Driving two hours to the north of Hampi, us modern-day visitors were rather more welcome as we wound our way slowly up the small hill where the KRSMA winery is located. Named for a union of the first names of the founders Krishna Prasad and Uma Chigurupati (Krs-Ma), the story of how this winery came into being is rapidly becoming the stuff of legend.
The young Krishna first tasted wine as a schoolboy through the local bishop who had imported some from the Vatican. Hooked at first sip, he then began to experiment by producing them in his backyard. Then the business of real life took over and he spent the next two decades building up a very successful granules business before returning to his passion in 2007 with his wife. The opportunity came in the form of the distress sale of a parcel of land that was under wine cultivation by a local farmer’s cooperative at that time.
While the limestone, mineral-rich soil and dry weather with minimal rainfall were ideal for grape cultivation, other challenges of the terroir were daunting. Water had to be pumped from three kilometres away, the rocky nature of the ground meant no topsoil and trained manpower was scarce in this remote outpost. Little by little, through sheer grit and determination, Krishna and Uma overcame these obstacles and the proof of their blood, sweat and tears now stands in a wine that has won accolades on the world stage. A remarkable achievement given that they have been around less than a decade.

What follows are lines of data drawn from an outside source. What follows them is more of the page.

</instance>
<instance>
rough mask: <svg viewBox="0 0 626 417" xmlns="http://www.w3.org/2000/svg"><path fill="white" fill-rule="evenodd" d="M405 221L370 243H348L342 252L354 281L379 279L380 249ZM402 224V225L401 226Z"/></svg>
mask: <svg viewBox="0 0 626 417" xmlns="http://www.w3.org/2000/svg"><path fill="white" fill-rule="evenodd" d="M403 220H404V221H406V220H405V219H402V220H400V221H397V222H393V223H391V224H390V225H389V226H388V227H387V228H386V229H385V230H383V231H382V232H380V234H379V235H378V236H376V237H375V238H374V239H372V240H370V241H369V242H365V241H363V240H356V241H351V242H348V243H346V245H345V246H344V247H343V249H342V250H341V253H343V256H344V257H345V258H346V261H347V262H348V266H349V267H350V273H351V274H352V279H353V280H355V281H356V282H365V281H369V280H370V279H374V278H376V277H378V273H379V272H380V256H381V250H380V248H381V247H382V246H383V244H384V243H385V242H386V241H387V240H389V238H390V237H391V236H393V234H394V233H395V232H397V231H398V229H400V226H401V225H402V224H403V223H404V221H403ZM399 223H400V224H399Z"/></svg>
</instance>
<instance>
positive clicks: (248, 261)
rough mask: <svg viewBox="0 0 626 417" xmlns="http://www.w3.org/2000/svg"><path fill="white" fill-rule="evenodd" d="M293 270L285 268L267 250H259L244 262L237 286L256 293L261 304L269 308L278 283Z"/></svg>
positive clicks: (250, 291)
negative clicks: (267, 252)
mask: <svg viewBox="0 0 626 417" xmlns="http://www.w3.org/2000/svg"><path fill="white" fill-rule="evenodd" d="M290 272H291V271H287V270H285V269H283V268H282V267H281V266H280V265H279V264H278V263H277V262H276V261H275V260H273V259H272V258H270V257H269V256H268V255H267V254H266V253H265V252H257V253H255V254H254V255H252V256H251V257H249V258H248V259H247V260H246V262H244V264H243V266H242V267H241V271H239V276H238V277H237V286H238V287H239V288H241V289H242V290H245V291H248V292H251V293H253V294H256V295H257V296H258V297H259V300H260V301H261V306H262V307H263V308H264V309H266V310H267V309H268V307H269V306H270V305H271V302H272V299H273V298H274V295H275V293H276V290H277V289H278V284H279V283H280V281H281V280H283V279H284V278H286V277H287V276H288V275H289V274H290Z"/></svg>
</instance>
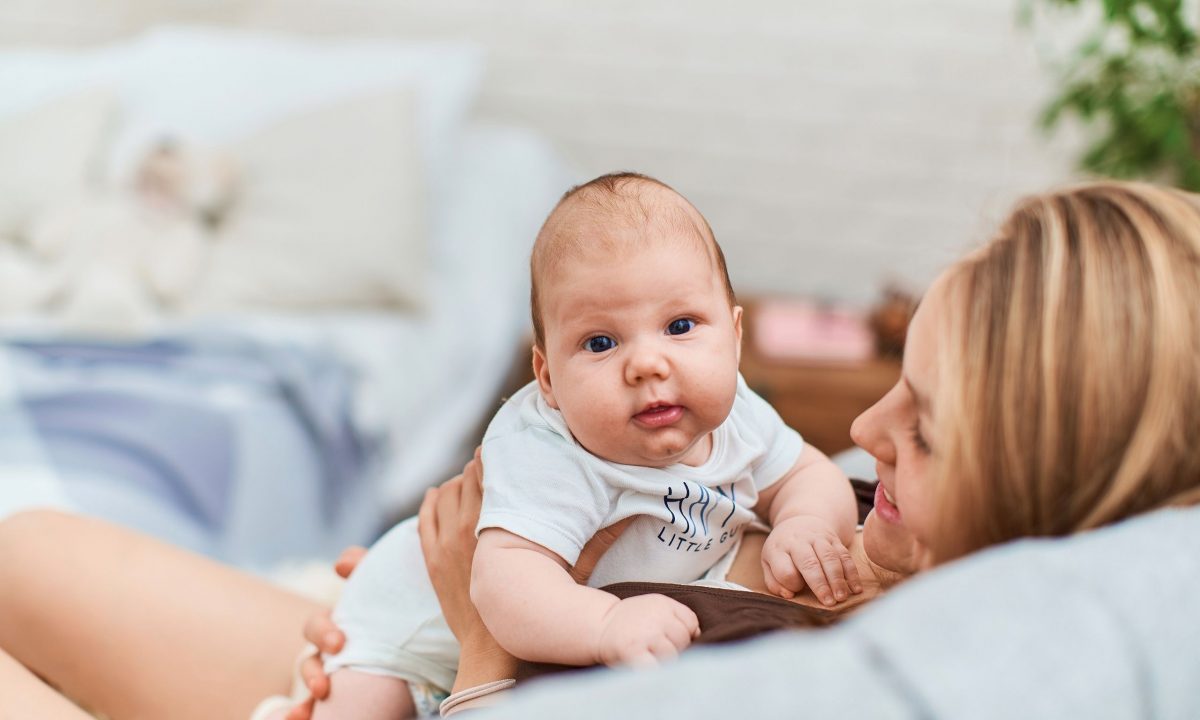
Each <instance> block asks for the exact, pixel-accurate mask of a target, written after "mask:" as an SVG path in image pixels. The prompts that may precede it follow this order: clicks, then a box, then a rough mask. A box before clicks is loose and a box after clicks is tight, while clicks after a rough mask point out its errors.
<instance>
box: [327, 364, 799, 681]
mask: <svg viewBox="0 0 1200 720" xmlns="http://www.w3.org/2000/svg"><path fill="white" fill-rule="evenodd" d="M803 448H804V442H803V440H802V439H800V436H799V434H797V432H796V431H793V430H791V428H790V427H787V426H786V425H784V421H782V420H780V418H779V414H778V413H775V410H774V409H773V408H772V407H770V406H769V404H767V402H766V401H763V400H762V398H761V397H758V396H757V395H755V394H754V391H751V390H750V389H749V388H748V386H746V384H745V380H744V379H743V378H742V377H740V376H738V386H737V395H736V397H734V400H733V408H732V410H730V416H728V418H727V419H726V420H725V422H722V424H721V425H720V427H718V428H716V430H715V431H714V432H713V450H712V454H710V455H709V457H708V460H707V461H706V462H704V463H703V464H701V466H698V467H690V466H684V464H673V466H670V467H666V468H644V467H638V466H626V464H619V463H613V462H608V461H605V460H601V458H599V457H596V456H594V455H592V454H590V452H588V451H587V450H584V449H583V446H582V445H580V444H578V443H577V442H575V438H574V437H571V433H570V431H569V430H568V428H566V424H565V422H564V421H563V416H562V414H560V413H559V412H558V410H556V409H553V408H551V407H550V406H547V404H546V402H545V400H542V397H541V394H540V392H539V391H538V385H536V383H530V384H528V385H526V386H524V388H522V389H521V390H520V391H518V392H517V394H516V395H514V396H512V397H511V398H509V401H508V402H506V403H504V407H502V408H500V410H499V412H498V413H497V414H496V418H493V419H492V422H491V425H488V427H487V433H486V434H485V436H484V476H485V487H486V491H485V492H484V506H482V511H481V514H480V518H479V526H478V528H476V530H482V529H485V528H503V529H505V530H508V532H510V533H512V534H515V535H520V536H522V538H526V539H527V540H530V541H533V542H536V544H539V545H541V546H542V547H546V548H547V550H551V551H553V552H556V553H557V554H558V556H560V557H562V558H563V559H564V560H566V562H568V563H569V564H574V563H575V562H576V560H577V559H578V554H580V551H581V550H582V548H583V545H584V544H586V542H587V541H588V540H590V539H592V536H593V535H594V534H595V533H596V532H598V530H600V529H602V528H605V527H607V526H610V524H612V523H614V522H618V521H620V520H624V518H625V517H630V516H638V517H637V520H635V521H634V522H632V523H630V526H629V527H628V528H626V529H625V532H624V533H622V535H620V538H618V540H617V542H616V544H614V545H613V546H612V548H610V550H608V552H606V553H605V556H604V557H602V558H601V559H600V562H599V563H598V564H596V568H595V570H594V571H593V574H592V577H590V580H589V581H588V584H590V586H592V587H601V586H605V584H610V583H614V582H623V581H635V580H637V581H648V582H676V583H686V582H692V581H696V580H700V578H701V577H702V576H704V574H706V572H708V571H709V569H712V568H713V566H714V565H716V564H718V562H719V560H720V559H721V558H722V557H725V556H726V553H727V552H728V551H730V550H731V548H732V547H734V545H736V544H737V540H738V539H740V536H742V532H743V530H744V529H745V528H746V526H748V524H750V523H757V522H758V520H757V516H756V515H755V514H754V505H755V504H756V503H757V500H758V492H760V491H762V490H763V488H766V487H768V486H770V485H772V484H774V482H775V481H776V480H779V479H780V478H782V476H784V474H786V473H787V470H788V469H791V468H792V466H794V464H796V461H797V458H798V457H799V455H800V450H803ZM514 592H520V589H515V590H514ZM334 622H335V623H336V624H337V625H338V628H341V630H342V631H343V632H344V634H346V647H344V648H343V649H342V652H341V653H338V654H337V655H335V656H332V658H330V659H328V661H326V671H328V672H332V671H334V670H337V668H341V667H353V668H355V670H359V671H362V672H370V673H376V674H388V676H394V677H398V678H402V679H406V680H408V682H409V683H410V684H413V683H415V684H418V685H426V686H430V685H431V686H433V688H436V689H442V690H446V689H449V688H450V686H451V685H452V684H454V676H455V672H456V668H457V664H458V646H457V643H456V641H455V638H454V635H452V634H451V632H450V629H449V628H448V626H446V624H445V620H444V619H443V618H442V613H440V608H439V606H438V601H437V595H436V594H434V593H433V588H432V586H431V584H430V580H428V576H427V574H426V571H425V565H424V562H422V558H421V548H420V539H419V536H418V534H416V518H409V520H407V521H404V522H402V523H400V524H397V526H396V527H395V528H392V529H391V530H390V532H389V533H388V534H386V535H384V536H383V538H380V539H379V540H378V541H377V542H376V544H374V545H373V546H372V547H371V552H368V553H367V556H366V558H365V559H364V560H362V563H361V564H360V565H359V566H358V568H356V569H355V571H354V574H353V575H350V578H349V581H348V582H347V584H346V589H344V592H343V594H342V598H341V600H340V601H338V604H337V607H336V608H335V610H334Z"/></svg>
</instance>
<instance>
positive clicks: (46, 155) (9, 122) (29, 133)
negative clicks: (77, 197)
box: [0, 89, 113, 240]
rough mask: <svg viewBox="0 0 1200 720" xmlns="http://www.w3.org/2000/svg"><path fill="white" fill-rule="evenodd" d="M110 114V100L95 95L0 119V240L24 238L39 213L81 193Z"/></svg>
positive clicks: (90, 169) (87, 93)
mask: <svg viewBox="0 0 1200 720" xmlns="http://www.w3.org/2000/svg"><path fill="white" fill-rule="evenodd" d="M112 114H113V96H112V94H110V92H107V91H104V90H100V89H97V90H90V91H82V92H74V94H71V95H67V96H65V97H58V98H55V100H52V101H49V102H47V103H44V104H41V106H38V107H35V108H32V109H26V110H24V112H20V113H14V114H10V115H8V116H5V118H0V239H7V240H16V239H19V238H22V236H23V235H24V234H25V232H26V230H28V229H29V227H28V226H29V223H30V222H31V221H32V220H34V218H35V217H36V215H37V214H38V212H40V211H41V210H43V209H44V208H46V206H48V205H50V204H54V203H60V202H62V200H65V199H70V198H73V197H76V196H78V194H79V193H80V192H82V191H83V188H84V186H85V185H86V184H88V181H89V179H90V178H91V175H92V170H94V169H95V167H94V166H95V160H96V156H97V154H98V151H100V150H101V149H102V142H103V136H104V132H106V131H107V130H108V128H109V121H110V119H112Z"/></svg>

We are given a quick tour of the fermentation tanks and laboratory and the barrel cellar before settling down for a vertical tasting of the Sauvignon Blanc (2013, 2015 and 2016 vintages). The first thing that one notices is the distinctive logo which speaks of refinement and sophistication, referencing the Vijayanagara Empire itself. As far as the wine itself went, I liked in particular the most recent vintage, which was a pale lemon hue, had an excellent balance and structure, with a neat acidity which made its presence felt without being overwhelming, and a medium-long finish.
After the tasting we are taken down to the vineyards, which cover a total of 160 acres and of which 50 are being harvested while 50 are under plantation. The greenery is a refreshing contrast to the arid landscape all around, making it a veritable oasis in the Hampi Hills. The couple is proud of having raised the water table with their irrigation efforts and thereby sparking a resurgence of cash crop cultivation in the area.
Pre-monsoon showers have begun in the region and we look up at the lowering sky. The Cabernet Sauvignon tasting awaits us and, with the breeze picking up, we decide to move to the small lawn outside the stone winery building. But the wind is too strong, shattering a couple of wine glasses. Sprawling indolently on the grass with a glass in hand seems a much better idea! We taste the 2012, 2014 and 2015 vintages and it is immediately clear that the first is KRSMA’s pride and joy with the unique minerality of the soil coming straight through the wine. Made in the classic New World style, it is redolent of dark fruit, and the tannins have softened sufficiently to create an excellent balance.
It has been a wonderful end to the day and we linger over the wine, as storm clouds scud across the sky. We are reluctant to break the spell by leaving, but leave we must. Luckily, the wonderful wines from this estate are available freely at good liquor stores in Bengaluru. Next stop.